The latest Home Value Index (HVI) found dwelling values across the combined eight capitals are now 3.3% higher than they were at the start of the year. This included above-average gains of 4.5% in Sydney and Adelaide and 4.4% in Hobart, while Melbourne met the average.
Sydney unit prices were the star performers in April, up 3.7% for the month. Brisbane houses made their strongest monthly annual value gain in two years, while Adelaide house prices were their strongest in 20 months.
Property prices were flat in Perth over the month and went backwards in Hobart and Darwin.
Melbourne continues to be the dominant capital for annual price growth across all dwellings, with year-on-year (YoY) value gains of more than 10%. Sydney was not far behind on 8.9% YoY, followed by Brisbane (6.2%) and Canberra (4.5%).
Darwin, down 3.7%, and Perth, down 2.1%, were the only capitals to go backwards over the year to 30 April.

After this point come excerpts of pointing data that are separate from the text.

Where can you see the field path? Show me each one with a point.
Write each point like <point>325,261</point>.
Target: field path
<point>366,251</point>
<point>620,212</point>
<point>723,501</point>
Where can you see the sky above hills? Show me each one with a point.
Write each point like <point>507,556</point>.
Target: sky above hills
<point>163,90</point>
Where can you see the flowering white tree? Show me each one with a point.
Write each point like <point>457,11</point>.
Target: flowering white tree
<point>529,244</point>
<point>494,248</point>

But unlike Perth, Darwin has shown some slight recovery over the 2016 calendar year so far.
Slowdown in 2016
CoreLogic RP Data research director, Tim Lawless, said "the results show value growth moved at a faster pace compared with the final three months of 2015 when capital city dwelling values slid 1.4 per cent lower off the back of weaker market conditions in Sydney and Melbourne”.
He added that "while we’ve seen capital gains moderate substantially after peaking last year in Sydney and Melbourne, dwelling values continue to trend higher, just not as fast".
Sydney's YoY growth of 8.9% is well down on the 18.4% rate seen in July last year.
What do the figures mean?
CBA senior economist Michael Workman argued the slowing price rise trends across the capitals is likely to mean that "the housing markets will continue to cool over the coming year" and be flat by year end.
He attributed this prediction to the record levels of new construction activity, weaker population growth trends, stricter housing lending guidelines enforced by the regulator APRA and banks lifting mortgage rates in late 2015 and early 2016 independently of the Reserve Bank's cash rate announcements.
"The issues around the decline in mining investment and lower bulk commodity prices mean that the housing markets in Brisbane, Perth and Darwin must have weaker demand conditions through 2016," Workman said.
"In sharp contrast, there could be a continuation of the unusually firm demand conditions in Sydney and Melbourne because of reasonably good employment growth and firm overseas investor interest in new properties. So there could be a clear divergence in price outcomes over the coming year between the more populous states and the others."
CommSec economist Savanth Sebastian added: "It is clear that the cheaper end of the housing market is now seeing a more credible lift in home prices."
"And while we expect more subdued price growth over the medium term, the lower mortgage rates on offer will continue to support housing activity," he said.
State of the States
The figures came as CommSec released its quarterly State of the States report ranking the economic performance of every Australian state and territory. It found the WA economy slipped another place over the quarter to sixth, while Victoria edged closer to top-ranking NSW.
The report also found Victoria edging ahead of NSW to finish first of all states for housing finance, although NSW is still comfortably ahead on new home building (dwelling commencements).